A peça revela uma visão torpe de Marta sobre o que é, ou o que pode ser, um homossexual. Prefeito não pode. Se Marta recorrer aos escombros do seu passado de apoio a gays e lésbicas para dizer que não é isso que pensa deles, não vale. Porque foi a esse tipo de pensamento obscurantista que quis dar eco. Quem diria: até o movimento de gays, lésbicas e assemelhados, outrora admirador cativo da candidata, protestou.

Confrontada com sua baixeza, Marta disse que "a decisão está na mão do marqueteiro" e que nem viu "a campanha no ar". Desdobrando: não sabia de nada, o assunto não era com ela, nem disse que ia ver a peça ou rever a decisão de divulgá-la. Relaxando e gozando.

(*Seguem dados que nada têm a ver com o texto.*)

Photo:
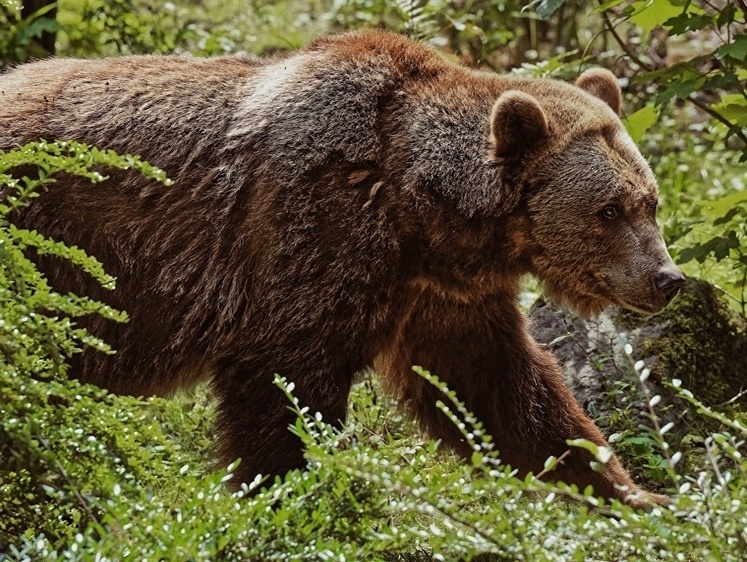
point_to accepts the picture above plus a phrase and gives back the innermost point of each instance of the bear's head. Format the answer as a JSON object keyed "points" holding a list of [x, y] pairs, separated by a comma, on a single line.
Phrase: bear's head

Marta Suplicy tem como salvar-se da autocarbonização? No máximo, talvez possa salvar as aparências. Só há um jeito: vir a público pedir desculpas a Gilberto Kassab (pela difamação), aos homossexuais (pela desqualificação), aos seus eleitores de ontem (pela traição) e aos eleitores em geral (pela suposição de que são todos imbecis). Não é certo que todos aceitem as desculpas. Mas, pelo menos, Marta teria discurso para... seguir discursando.

Como isso não deve acontecer, a rabacuada fica autorizada a achar que Marta Suplicy está pronta para juntar-se à massa de evangélicos homofóbicos que, a esta altura, deve estar exultante com a sua conversão dramática e pública. E, quem sabe, deve agora brindá-la com seu voto. (Atenção: este texto afirma que há evangélicos homofóbicos, como é notório. Este texto não afirma que todos os evangélicos são homofóbicos.)

Marta Suplicy, contrariando os prognósticos do momento, pode até se eleger no dia 26. Mas será apenas um miasma emanado da decomposição do que ela parece ter sido um dia. Kassab, por caminhos que jamais imaginara, esmagou Marta Suplicy. Ainda que perca a eleição.